Sydow: Meines Erachtens hat er jetzt eine vernünftige Auslegung gefunden. Es gibt auch einen breiten Konsens darüber, dass er insgesamt eine breite Bereichsausnahme für Religionsgemeinschaften ist. Nur so kann er gemeint gewesen sein. Die Gegenposition, die ihn für eine Norm hält, die sich nur auf schon bestehende Regelungen bezieht und damit eine Versteinerung der Situation bei Inkrafttreten der DSGVO, hat sich nicht durchgesetzt. Das kann auch nicht vernünftig sein, weil es die Parität zwischen Religionsgemeinschaften, die solche Regelungen hatten, und anderen nicht herstellt. Mit dieser Auslegung ist Art. 91 DSGVO meiner Meinung nach vernünftig und braucht keine Überarbeitung. Man kann sich fragen, ob man den Wortlaut klarziehen sollte. Aber eine Norm, die etabliert ist und deren Interpretation klar zu sein scheint, muss man nicht in einem Gesetzgebungsverfahren überarbeiten.
Frage: Nun teilt diese Interpretation aber gerade die Konferenz der unabhängigen Datenschutzbehörden des Bundes und der Länder nicht. Die macht sehr deutlich, dass sie die Parität zwischen den Religionsgemeinschaften nicht für wichtig hält und nur den Kirchen, die schon früher ein Datenschutzrecht hatten, das auch jetzt noch zugestehen will.

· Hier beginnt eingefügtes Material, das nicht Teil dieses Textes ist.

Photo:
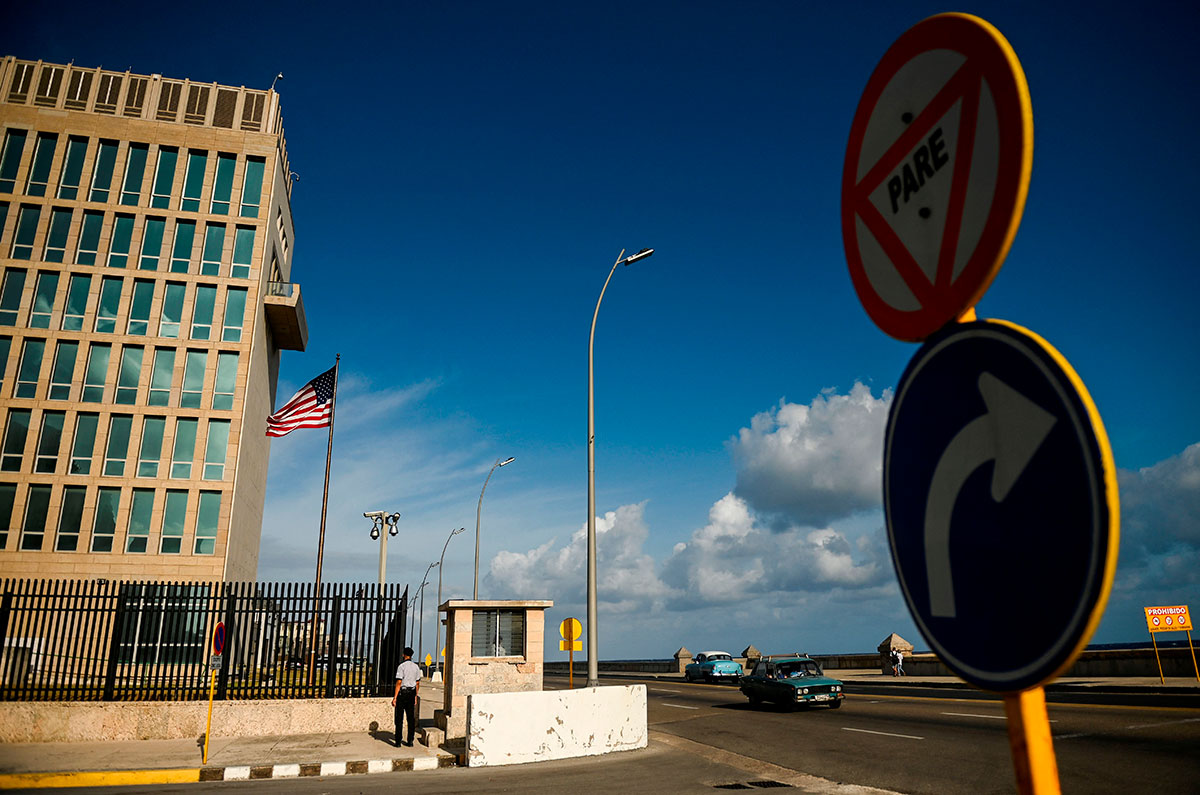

Sydow: Wir haben aber nun einmal ein grundlegendes Prinzip der Parität der Religionsgemeinschaften. Der Gleichbehandlungsgrundsatz prägt das gesamte Religionsverfassungsrecht, und natürlich ist es so, dass die alten, etablierten Religionsgemeinschaften, die groß und administrativ stark sind, früher Datenschutzrecht hatten als kleinere. Aber wenn man die Position der Datenschutzkonferenz durchhalten würde, würde man das Fundamentalprinzip der staatlichen Rechtsordnung aufgeben, dass Religionsgemeinschaften untereinander gleich zu behandeln sind. Das würde faktisch Privilegien für die großen christlichen Kirchen schaffen – und das kann im 21. Jahrhundert keine sinnvolle Position sein. Die staatliche Praxis läuft in allen anderen Fällen sinnvollerweise darauf hinaus, nicht die schon immer ansässigen großen Religionsgemeinschaften zu privilegieren, sondern alle gleich zu behandeln.
Frage: In unserer deutschen Tradition des Bundesverfassungsgerichts klingt das sehr plausibel. Der EuGH ist aber nicht unbedingt für eine besonders große Sensibilität für Religionsfreiheit bekannt. Glauben Sie, dass der EuGH im Zweifelsfall für die Religionsfreiheit entscheiden würde, gegen den Wortlaut der DSGVO?
Sydow: Der EuGH hat lange Zeit eine sehr dezidiert integrationsfreundliche Rechtsprechung gehabt, die im Zweifel immer zugunsten europäischer Kompetenzen war. Vor einigen Jahren ist er aber durchaus zu einer Modifikation dieser Grundposition bereit gewesen, indem er seine Rolle als Garant von Grundrechten stärker wahrnimmt. Seine Rechtsprechung zu Fragen des Religionsrechts ist nach wie vor sehr dünn, und auch notwendig dünn, weil es über weite Strecken keine EU-Kompetenzen und deshalb keine Verfahren gibt. Mir scheint dabei noch keine eindeutige Linie erkennbar zu sein, die man in die Zukunft fortschreiben könnte. Da etwas vorhersagen zu wollen wäre Kaffeesatzleserei.